Dr. Padma Prasad Khatiwada, Associate Professor in the Population Studies Department of TU, highlighted the global trend of a significant migration of young populations from poor nations to wealthy ones. He emphasised the challenge faced by developed countries in managing their youthful demographic entry, while others grapple with potential shortages in the working-age population shortly.

The census indicates that 27 per cent of the current population falls below 15 years of age while the ageing society (above 65 years) constitutes 7 per cent and is on an upward course. Concurrently, the working-age 

population, spanning 15 to 64 years, stands at 66 per cent, which is a perfect composition. Despite having a sufficient working-age demographic, Dr. Khatiwada emphasised that the numbers suggest the potential for significant contribution to national prosperity now. But, it can't happen because of various challenges.
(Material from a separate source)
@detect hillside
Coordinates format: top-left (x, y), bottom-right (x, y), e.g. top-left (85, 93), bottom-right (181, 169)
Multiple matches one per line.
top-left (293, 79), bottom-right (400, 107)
As the working-age population moving towards an ageing population due to a low birth rate, it is the right moment to use the existing workforce for national progress. But, unfortunately, this potential is hindered by the increasing trend of youth migrating abroad in pursuit of better opportunities, Khatiwada said.

Dr. Yogendra Bahadur Gurung, head of the Population Studies Department, said that the authorities needs to design its policy and programmes according to demographic trends, but currently, political parties are designing it according to their choice randomly. For instance, the nation is presently constructing schools without considering demographic trends. However, in the coming years, these establishments might become unnecessary due to the impact of declining birth rates.

Dr. Kamala Devi Lamichhane, lecturer at the Department, said now parents are not discriminating against their children by sex after their birth but it is found in the census that they did discriminate before their birth. 

The census report reveals a disparity with 100 girls born for every 114 boys, different from the universal ratio of 100 girls to 105 boys. Such gender imbalances could lead to future challenges. 

Hence, the nation needs proficient demographers to analyse and communicate this information to stakeholders to plan and work according to the requirements. However, the Department has been facing a shortage of students to pursue population studies, Gurung said. “Therefore, the Department has been launching various schemes to lure students,” he said.